Martin Luther King, on the other hand, led a movement which was diametrically opposed to divisiveness.
It saw the problem of racism in America as one that is overcome by uniting white and black Americans through their common humanity.
It was a movement based in love and forgiveness, not hate and bitterness, and it was the movement that history remembers more fondly. Eventually, King’s vision was realized; schools were integrated, Congress passed legislation protecting the right of black Americans to vote and Jim Crow was abolished. Ultimately it was not the dividers who achieved victory, but the uniters.
Unfortunately, Black Lives Matter is looking increasingly like Malcolm X’s brand of activism rather than King’s. More and more, it seems determined to drive people apart rather than pull them together. The Dallas shooting was the most recent manifestation of this phenomenon, but I fear that the worst is yet to come. I’m not by any means saying that we should ignore police shootings of black people, but I am saying that if we want these shootings to stop, we need to act through the appropriate channels.
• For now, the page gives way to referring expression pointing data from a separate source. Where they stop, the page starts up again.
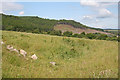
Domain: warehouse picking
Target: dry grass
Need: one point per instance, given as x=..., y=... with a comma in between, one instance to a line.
x=75, y=58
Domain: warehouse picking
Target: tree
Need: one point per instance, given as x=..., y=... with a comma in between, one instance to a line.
x=67, y=33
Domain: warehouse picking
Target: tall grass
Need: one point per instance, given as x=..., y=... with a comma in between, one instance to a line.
x=75, y=58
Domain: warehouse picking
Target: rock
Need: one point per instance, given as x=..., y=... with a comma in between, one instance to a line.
x=34, y=57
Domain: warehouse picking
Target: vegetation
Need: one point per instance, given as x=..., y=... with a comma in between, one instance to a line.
x=34, y=24
x=74, y=57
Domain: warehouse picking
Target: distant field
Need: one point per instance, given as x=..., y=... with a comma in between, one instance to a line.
x=74, y=57
x=64, y=27
x=114, y=31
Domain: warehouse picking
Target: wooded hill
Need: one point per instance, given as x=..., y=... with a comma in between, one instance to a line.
x=36, y=24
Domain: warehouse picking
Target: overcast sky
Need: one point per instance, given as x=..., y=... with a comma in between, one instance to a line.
x=91, y=13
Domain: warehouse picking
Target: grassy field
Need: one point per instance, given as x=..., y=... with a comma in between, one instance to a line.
x=63, y=28
x=74, y=57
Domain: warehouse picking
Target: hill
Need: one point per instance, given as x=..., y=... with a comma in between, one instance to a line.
x=39, y=25
x=66, y=27
x=74, y=57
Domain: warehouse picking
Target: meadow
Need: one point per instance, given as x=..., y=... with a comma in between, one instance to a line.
x=74, y=57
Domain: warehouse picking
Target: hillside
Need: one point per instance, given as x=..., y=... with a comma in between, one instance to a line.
x=36, y=24
x=74, y=57
x=65, y=27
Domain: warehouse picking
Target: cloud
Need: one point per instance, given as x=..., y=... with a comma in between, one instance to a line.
x=21, y=13
x=89, y=3
x=104, y=13
x=11, y=6
x=89, y=19
x=98, y=7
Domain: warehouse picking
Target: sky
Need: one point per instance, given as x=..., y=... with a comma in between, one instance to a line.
x=91, y=13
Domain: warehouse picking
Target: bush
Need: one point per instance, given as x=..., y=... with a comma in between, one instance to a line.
x=67, y=33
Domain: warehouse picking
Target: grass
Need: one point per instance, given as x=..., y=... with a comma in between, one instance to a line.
x=75, y=58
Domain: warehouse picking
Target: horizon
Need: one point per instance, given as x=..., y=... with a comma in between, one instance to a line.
x=61, y=19
x=92, y=14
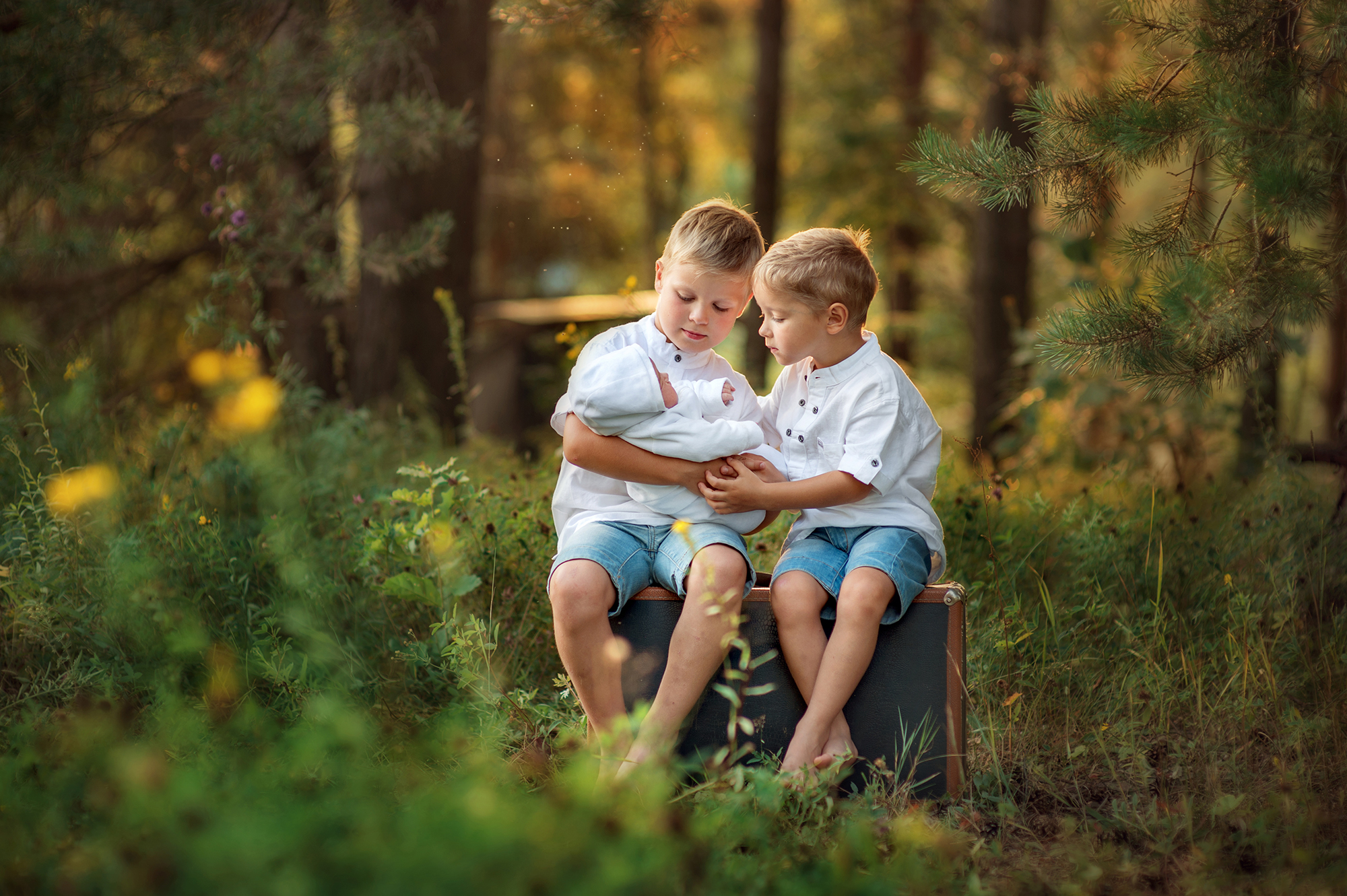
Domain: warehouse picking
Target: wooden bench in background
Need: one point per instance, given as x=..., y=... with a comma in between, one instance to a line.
x=917, y=677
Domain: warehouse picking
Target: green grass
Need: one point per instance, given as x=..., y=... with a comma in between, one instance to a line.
x=278, y=665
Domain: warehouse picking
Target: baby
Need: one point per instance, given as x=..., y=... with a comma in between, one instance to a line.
x=623, y=393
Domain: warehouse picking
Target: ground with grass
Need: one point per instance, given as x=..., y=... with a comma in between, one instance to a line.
x=319, y=660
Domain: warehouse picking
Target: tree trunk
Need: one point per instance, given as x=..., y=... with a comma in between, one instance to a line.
x=1336, y=389
x=767, y=153
x=909, y=233
x=1001, y=300
x=395, y=320
x=1259, y=412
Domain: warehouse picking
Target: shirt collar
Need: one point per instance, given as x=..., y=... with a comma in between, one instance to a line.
x=669, y=357
x=848, y=368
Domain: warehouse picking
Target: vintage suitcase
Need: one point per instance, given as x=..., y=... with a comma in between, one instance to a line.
x=914, y=689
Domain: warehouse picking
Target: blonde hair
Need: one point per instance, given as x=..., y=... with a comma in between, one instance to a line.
x=716, y=237
x=822, y=267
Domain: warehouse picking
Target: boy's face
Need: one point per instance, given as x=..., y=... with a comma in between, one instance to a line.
x=696, y=311
x=793, y=330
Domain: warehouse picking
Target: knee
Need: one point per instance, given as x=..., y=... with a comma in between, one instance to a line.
x=797, y=599
x=581, y=591
x=719, y=564
x=863, y=606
If you’re upset about the number of black people being shot by police, the answer is not to make police officers angry and afraid by assaulting them, but rather to assess what is causing the problem and address it by whatever official channel makes the most sense, whether that be congressional legislation, amending police policy, etc., but one thing we cannot continue to do is allow the toxicity of this debate to grow any further. Its consequences have already been deadly.